Perspectivas de inversión para 2026: optimización de la asignación y oportunidades estructurales

De cara a 2026, la cadena de suministro global de metales no ferrosos se mantiene en un equilibrio delicado, impulsada por riesgos geopolíticos y la transición ecológica. Se espera que el sector continúe en una tendencia positiva, aunque la diferenciación entre variedades puede intensificarse, requiriendo una optimización en la asignación según la oferta y demanda.

A corto plazo, los metales preciosos, aluminio y pequeños metales estratégicos presentan oportunidades de beneficio en fases específicas. Los metales preciosos se benefician de la demanda de refugio y las compras de bancos centrales; el aluminio, por los costos energéticos y restricciones de oferta; y los pequeños metales estratégicos, por su concentración de oferta y valor estratégico. A largo plazo, la transición ecológica, la rigidez de la oferta y el apoyo monetario y geopolítico definirán la dirección del valor del sector. Los metales energéticos y los pequeños metales relacionados con la manufactura avanzada seguirán liderando.

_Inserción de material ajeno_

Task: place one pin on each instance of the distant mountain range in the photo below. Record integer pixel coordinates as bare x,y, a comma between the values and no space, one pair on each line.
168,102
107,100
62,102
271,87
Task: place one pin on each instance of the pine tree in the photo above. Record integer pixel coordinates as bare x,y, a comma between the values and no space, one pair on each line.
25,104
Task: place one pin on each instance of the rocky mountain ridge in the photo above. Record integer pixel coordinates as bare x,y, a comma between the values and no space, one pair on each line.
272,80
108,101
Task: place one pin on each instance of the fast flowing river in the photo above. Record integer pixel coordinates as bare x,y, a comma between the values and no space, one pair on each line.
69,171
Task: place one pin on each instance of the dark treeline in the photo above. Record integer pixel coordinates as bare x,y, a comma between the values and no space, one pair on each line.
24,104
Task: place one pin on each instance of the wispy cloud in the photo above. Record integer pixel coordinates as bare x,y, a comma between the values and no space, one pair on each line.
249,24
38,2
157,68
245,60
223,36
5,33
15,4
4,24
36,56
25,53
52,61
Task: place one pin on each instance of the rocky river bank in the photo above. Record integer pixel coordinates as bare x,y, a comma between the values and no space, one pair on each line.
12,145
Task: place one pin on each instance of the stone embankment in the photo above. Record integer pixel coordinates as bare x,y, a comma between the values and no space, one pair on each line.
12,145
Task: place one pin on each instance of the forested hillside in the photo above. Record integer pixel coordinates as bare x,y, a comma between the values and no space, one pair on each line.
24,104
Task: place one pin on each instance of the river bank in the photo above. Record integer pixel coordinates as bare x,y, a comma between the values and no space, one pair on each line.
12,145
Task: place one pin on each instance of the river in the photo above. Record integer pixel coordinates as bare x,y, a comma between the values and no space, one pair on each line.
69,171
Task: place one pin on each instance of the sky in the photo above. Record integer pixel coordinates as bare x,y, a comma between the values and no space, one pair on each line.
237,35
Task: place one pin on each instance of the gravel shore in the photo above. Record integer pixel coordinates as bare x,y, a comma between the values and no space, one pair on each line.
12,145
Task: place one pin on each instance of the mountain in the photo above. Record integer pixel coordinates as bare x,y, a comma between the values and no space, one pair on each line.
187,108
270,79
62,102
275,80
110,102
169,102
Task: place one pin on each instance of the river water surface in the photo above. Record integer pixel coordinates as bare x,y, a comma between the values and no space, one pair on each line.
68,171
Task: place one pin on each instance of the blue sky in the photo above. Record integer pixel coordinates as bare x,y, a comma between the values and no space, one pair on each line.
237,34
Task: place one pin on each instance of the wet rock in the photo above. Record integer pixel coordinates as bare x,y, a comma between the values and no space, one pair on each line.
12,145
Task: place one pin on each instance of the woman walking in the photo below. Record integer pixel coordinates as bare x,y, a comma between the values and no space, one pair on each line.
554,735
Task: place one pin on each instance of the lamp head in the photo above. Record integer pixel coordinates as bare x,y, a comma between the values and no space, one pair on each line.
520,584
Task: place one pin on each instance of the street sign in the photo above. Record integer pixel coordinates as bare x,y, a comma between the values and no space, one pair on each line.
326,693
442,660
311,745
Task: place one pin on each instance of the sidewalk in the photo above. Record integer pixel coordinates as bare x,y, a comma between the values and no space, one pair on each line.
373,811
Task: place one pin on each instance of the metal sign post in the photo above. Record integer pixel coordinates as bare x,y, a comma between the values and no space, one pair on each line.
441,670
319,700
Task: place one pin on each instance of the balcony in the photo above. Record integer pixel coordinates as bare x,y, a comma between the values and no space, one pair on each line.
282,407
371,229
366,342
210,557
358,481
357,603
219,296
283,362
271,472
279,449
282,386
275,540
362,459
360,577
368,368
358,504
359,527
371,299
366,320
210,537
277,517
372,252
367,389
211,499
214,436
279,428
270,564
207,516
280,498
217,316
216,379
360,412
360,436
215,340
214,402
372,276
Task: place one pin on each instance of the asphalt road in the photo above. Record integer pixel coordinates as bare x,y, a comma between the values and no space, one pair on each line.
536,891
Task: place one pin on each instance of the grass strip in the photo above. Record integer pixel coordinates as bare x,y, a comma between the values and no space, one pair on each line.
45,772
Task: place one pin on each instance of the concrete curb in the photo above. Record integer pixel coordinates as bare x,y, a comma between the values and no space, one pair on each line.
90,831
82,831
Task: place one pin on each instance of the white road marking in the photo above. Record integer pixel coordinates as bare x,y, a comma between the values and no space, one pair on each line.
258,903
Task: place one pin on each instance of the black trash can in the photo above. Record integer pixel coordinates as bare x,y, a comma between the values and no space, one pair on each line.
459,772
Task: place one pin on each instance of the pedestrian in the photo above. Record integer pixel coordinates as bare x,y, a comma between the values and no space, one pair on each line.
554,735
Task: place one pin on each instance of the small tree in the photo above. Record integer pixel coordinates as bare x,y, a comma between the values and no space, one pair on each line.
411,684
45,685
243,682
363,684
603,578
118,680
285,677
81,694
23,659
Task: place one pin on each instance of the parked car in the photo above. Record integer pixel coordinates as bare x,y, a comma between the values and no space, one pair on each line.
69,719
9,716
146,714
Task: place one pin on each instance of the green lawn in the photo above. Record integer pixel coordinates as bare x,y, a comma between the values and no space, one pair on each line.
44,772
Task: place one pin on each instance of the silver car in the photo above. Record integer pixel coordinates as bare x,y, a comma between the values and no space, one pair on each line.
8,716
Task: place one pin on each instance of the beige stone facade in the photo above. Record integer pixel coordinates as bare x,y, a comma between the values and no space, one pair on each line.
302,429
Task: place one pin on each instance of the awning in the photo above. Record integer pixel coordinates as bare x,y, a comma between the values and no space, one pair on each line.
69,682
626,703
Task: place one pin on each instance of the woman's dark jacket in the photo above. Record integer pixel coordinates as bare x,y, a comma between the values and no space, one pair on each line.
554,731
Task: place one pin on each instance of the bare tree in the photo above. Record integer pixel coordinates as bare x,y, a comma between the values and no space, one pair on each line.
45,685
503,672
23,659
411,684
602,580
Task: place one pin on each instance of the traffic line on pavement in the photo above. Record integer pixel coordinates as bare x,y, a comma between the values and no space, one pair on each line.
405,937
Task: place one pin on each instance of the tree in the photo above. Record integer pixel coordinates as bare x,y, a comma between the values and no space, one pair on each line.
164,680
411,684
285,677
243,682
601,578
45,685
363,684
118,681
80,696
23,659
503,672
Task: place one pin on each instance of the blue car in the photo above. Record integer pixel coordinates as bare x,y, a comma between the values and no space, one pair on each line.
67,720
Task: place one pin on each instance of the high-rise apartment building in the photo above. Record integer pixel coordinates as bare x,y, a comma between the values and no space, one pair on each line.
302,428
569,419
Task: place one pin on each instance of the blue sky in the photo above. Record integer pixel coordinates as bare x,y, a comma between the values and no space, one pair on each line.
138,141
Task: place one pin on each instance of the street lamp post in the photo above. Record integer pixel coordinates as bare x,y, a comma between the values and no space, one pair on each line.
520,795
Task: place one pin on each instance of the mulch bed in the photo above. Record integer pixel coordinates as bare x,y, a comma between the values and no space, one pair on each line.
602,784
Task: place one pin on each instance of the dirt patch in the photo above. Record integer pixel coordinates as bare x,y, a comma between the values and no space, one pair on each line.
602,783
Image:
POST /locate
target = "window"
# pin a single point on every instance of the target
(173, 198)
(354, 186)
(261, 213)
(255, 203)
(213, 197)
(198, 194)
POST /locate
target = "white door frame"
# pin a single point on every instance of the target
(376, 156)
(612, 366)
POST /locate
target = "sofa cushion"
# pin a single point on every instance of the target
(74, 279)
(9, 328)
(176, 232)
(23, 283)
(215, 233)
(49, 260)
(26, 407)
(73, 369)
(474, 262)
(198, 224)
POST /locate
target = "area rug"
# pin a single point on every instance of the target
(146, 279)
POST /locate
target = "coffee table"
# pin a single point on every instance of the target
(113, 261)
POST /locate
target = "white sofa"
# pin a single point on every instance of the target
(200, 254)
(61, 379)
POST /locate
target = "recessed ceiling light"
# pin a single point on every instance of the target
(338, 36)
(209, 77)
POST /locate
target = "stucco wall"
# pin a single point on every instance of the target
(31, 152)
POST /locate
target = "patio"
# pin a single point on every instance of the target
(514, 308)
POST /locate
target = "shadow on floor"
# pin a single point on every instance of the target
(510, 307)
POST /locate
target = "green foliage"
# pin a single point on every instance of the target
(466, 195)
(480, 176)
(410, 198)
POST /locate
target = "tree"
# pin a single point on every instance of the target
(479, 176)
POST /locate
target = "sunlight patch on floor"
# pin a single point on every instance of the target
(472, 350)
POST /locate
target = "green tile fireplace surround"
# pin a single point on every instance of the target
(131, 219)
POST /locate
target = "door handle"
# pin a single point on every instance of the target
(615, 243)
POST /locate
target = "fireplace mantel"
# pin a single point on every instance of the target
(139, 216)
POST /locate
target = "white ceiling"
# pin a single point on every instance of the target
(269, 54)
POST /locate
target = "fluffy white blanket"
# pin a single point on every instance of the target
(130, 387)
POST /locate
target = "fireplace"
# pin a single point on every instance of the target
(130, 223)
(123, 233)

GuoXin Resources, apoyándose en toda la cadena industrial y en capacidades de investigación y gestión profesional, identificará con precisión las oportunidades estructurales en 2026. Para los inversores, es recomendable seguir la evolución de la situación geopolítica para aprovechar oportunidades a corto plazo, mientras que, desde una perspectiva fundamental a largo plazo, participar en el crecimiento del sector de metales no ferrosos mediante herramientas profesionales de fondos, logrando una valorización estable en mercados complejos. (Aviso de riesgo: La inversión en fondos conlleva riesgos. Antes de tomar decisiones, los inversores deben leer cuidadosamente el contrato del fondo, el folleto informativo y otros documentos legales, comprender las características de riesgo y rendimiento, y seleccionar productos adecuados según su capacidad de tolerancia al riesgo.)